Um die Position von Frauen zu verbessern, gehen beide Länder unterschiedliche Wege: In Österreich sieht das Gleichstellungsgesetz von Frauen und Männern im Aufsichtsrat seit 2018 eine verpflichtende Frauenquote von 30 Prozent für Aufsichtsräte sämtlicher börsennotierter Unternehmen sowie zusätzlich für Unternehmen mit mehr als 1000 Beschäftigten vor. Schweden empfiehlt dagegen lediglich eine freiwillige Zielquote von 40 Prozent und begründet das mit dem sogenannten Golden-Skirts-Effekt. Aus Mangel an geeigneten Kandidatinnen würde eine kleine Gruppe Frauen zahlreiche Aufsichtsratspositionen auf sich vereinigen. Die Qualifizierung von Frauen für Aufsichtsrats- und Managementpositionen, wie sie die Initiative „Zukunft.Frauen“ anstrebt, ist für Sylvia Vana deshalb ein wichtiges Signal, um dem Argument, es gäbe zu wenig Frauen, entgegen zu treten.
Von staatlicher Seite gehören eine Familienfreundliche Politik mit großzügigen Fristen für Elternzeit sowie flexible Arbeitszeiten zu den wichtigsten Bausteinen, damit Frauen nicht länger zwischen Familie und Karriere entscheiden müssen. Auf Unternehmensseite ist es vor allem die Führungskultur, die in Schweden als weiblicher, egalitärer und einvernehmlicher gilt. Deshalb ist es für Doris Hofmeister eine Aufgabe des Managements, die Rahmenbedingungen im Unternehmen so zu gestalten, dass Frauen besser vorankommen.

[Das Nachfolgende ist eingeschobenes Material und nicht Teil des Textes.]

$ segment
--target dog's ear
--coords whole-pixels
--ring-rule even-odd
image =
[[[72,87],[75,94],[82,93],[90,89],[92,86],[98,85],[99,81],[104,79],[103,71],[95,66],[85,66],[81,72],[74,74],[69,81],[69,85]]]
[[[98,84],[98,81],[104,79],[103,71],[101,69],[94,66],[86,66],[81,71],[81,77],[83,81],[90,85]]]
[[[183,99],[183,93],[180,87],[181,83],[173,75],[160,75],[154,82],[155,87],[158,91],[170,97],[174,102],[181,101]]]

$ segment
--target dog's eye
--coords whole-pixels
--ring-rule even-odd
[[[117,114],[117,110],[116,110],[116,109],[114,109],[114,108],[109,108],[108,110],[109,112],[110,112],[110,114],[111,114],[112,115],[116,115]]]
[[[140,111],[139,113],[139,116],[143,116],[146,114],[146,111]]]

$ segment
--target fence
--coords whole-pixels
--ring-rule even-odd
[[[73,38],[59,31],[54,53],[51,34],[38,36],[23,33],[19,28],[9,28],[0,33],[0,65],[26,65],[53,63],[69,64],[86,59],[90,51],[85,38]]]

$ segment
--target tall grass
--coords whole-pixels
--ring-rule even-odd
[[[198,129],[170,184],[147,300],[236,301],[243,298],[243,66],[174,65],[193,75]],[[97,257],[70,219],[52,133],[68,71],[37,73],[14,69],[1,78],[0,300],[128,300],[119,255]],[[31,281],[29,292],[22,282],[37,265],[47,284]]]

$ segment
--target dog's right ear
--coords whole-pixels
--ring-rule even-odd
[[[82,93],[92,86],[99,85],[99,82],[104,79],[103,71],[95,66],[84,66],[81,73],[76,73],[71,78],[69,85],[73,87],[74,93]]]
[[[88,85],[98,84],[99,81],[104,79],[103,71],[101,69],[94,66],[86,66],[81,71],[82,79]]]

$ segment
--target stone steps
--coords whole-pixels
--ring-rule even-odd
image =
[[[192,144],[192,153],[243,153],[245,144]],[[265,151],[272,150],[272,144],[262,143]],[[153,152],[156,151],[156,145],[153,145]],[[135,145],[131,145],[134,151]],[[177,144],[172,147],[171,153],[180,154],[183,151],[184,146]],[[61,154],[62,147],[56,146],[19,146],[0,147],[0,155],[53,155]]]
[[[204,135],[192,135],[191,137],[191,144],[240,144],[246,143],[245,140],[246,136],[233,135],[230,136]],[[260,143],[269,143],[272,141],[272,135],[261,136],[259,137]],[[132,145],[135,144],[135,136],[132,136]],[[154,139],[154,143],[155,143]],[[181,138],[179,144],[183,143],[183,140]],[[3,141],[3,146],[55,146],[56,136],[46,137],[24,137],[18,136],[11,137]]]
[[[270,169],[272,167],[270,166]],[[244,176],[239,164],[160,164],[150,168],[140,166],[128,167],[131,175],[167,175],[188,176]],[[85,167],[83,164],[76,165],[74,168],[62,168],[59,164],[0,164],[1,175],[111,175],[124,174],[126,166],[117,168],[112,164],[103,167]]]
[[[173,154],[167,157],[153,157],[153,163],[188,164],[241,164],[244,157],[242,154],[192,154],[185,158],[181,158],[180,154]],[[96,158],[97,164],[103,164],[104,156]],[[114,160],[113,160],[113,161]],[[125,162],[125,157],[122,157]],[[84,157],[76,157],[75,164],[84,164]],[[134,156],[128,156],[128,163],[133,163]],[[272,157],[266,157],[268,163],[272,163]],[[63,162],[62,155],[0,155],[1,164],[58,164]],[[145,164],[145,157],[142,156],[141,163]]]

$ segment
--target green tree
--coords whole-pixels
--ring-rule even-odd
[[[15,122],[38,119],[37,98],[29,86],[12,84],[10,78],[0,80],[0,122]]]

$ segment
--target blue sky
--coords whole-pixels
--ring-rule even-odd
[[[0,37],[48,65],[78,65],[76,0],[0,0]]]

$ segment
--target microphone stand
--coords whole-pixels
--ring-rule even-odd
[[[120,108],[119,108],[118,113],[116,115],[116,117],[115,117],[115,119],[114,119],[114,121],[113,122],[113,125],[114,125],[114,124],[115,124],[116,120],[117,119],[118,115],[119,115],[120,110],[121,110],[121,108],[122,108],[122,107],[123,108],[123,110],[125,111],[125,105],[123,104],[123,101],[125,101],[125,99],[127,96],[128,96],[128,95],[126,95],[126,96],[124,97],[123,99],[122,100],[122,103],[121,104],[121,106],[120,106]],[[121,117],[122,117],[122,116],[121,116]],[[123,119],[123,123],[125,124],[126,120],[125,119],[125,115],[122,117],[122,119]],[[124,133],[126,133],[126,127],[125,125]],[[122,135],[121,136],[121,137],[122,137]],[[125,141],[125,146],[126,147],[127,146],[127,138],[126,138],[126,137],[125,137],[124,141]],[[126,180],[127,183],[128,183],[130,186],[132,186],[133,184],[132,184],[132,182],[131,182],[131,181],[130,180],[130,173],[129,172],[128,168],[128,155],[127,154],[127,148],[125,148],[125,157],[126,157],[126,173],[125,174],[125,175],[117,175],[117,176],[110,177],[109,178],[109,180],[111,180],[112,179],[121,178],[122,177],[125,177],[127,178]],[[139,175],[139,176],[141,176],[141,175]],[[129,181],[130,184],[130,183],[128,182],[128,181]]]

Nach Ansicht von Sylvia Vana sollten Unternehmen einen Frauenförderungsplan erstellen und Frauen als Rollenvorbilder auf allen Ebenen des Unternehmens einsetzen. Doris Hofmeister rät Frauen zudem, sich besser zu vernetzen und die eigene Komfortzone zu verlassen. Denn wer führen will, muss seine Meinung klar vertreten und sichtbar sein. Das fällt Frauen immer noch schwerer als Männern.
In einem Punkt waren sich alle drei Teilnehmerinnen einig: Mehr Diversity im Sinne von Geschlecht, Nationalität und unterschiedlichen Erfahrungsschätzen macht Unternehmen erfolgreicher. Doch wenn es um die Besetzung einzelner Positionen geht, bleibt für Doris Hofmeister ein wissenschaftlich fundierter Auswahlprozess unerlässlich. Denn nicht die Erfüllung einer Quote, sondern die für die jeweilige Position passende Persönlichkeit, die definierte Anforderungen erfüllt und Kompetenzen mitbringt, entscheidet über den Erfolg von Unternehmen. Mit der gezielten Förderung von Frauen wird Annika Markovic ihre Frage nach dem „manel“ bald auch in Österreich nicht mehr stellen müssen.